A ultima vez que dançou em Portugal foi em 2015, agora vem como primeiro bailarino do Royal Ballet e vai dançar a Anna Rose O’Sullivan, que é sua colega na companhia. Sentes alguma pressão para corresponder às expectativas? Os bilhetes esgotaram…
Em 2015 era um bebé. Muita coisa mudou, eu mudei. Portugal deu-me tanto que quero retribuir o melhor que consigo. E estou muito grato ao Carlos Prado por me ter feito este convite. Há uns dias, quando cheguei de Londres e fui apresentado aos bailarinos da CNB, senti-me tão acolhido, tão mimado, como já não me sentia há muito tempo. É uma sorte para mim estar aqui. Há muitos bailarinos portugueses que admiro muito, como o Carlos Pinillos ou a Ana Lacerda. E coreógrafos. Adorava um dia trabalhar com a Olga Roriz ou com o Vasco Wellenkamp.

Agora volta a Portugal para dançar “Giselle”, onde faz o protagonista, Albrecht, condenado a dançar até à morte. Imagina-se a dançar até à morte?
Coitado do Albrecht, ainda bem que ele é salvo pela sua amada. Esta é uma peça muito exigente. Fiz este papel o ano passado em Londres e havia alturas que achava que ia ter um ataque cardíaco.
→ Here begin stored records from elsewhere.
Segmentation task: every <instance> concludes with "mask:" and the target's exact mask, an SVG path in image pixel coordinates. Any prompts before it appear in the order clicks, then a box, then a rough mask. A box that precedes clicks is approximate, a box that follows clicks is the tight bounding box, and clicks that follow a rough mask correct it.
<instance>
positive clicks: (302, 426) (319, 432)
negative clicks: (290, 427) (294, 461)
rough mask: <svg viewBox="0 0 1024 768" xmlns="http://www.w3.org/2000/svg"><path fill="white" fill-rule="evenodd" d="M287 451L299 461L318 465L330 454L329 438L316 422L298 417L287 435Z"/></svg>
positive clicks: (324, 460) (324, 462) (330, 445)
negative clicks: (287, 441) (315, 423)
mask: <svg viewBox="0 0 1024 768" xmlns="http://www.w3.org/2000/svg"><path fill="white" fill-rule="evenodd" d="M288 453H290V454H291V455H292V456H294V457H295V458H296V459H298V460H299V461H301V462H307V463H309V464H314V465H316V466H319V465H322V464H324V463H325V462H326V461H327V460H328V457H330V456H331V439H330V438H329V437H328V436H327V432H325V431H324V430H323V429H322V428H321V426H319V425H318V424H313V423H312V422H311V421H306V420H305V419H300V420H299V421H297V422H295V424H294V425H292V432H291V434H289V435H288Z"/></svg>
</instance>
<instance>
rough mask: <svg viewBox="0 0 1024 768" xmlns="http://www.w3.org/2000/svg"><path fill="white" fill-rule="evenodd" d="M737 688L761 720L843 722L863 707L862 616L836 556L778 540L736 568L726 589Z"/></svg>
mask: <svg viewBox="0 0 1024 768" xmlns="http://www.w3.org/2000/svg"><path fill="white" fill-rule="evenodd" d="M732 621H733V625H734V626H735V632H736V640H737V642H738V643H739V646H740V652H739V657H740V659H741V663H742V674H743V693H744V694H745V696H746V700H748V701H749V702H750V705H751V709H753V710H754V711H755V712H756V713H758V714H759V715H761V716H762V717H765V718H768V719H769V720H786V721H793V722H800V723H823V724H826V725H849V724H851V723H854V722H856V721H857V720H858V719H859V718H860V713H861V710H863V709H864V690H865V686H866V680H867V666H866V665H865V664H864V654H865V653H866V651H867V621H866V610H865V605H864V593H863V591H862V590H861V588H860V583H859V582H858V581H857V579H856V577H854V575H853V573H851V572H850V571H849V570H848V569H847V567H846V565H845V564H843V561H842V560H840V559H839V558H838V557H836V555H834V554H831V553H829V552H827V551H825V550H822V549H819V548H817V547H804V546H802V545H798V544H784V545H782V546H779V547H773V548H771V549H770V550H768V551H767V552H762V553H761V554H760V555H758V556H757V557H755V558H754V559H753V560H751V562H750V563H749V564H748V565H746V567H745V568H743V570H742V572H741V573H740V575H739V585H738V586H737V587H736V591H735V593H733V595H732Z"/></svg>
Porque são tantos saltos, é de uma exigência técnica incrível. No fim, não é só o Albrecht que está exausto, eu estou realmente exausto.

Em Londres atingiu o topo da carreira a que um bailarino pode aspirar. Vê-se a dançar noutro país, nos Estados Unidos, por exemplo?
Nos EUA dificilmente, não gosto daquele pais social e politicamente. Vejo-me noutro país, mas não fora da Europa. Apesar de tudo, aqui temos mais direitos. Vejo-me a continuar cá e a contar outras histórias, seja em dança ou em teatro. Acho que precisamos de histórias de hoje, dos marginalizados, acho que a dança precisa de mudar e eu gostaria de fazer parte dessa mudança.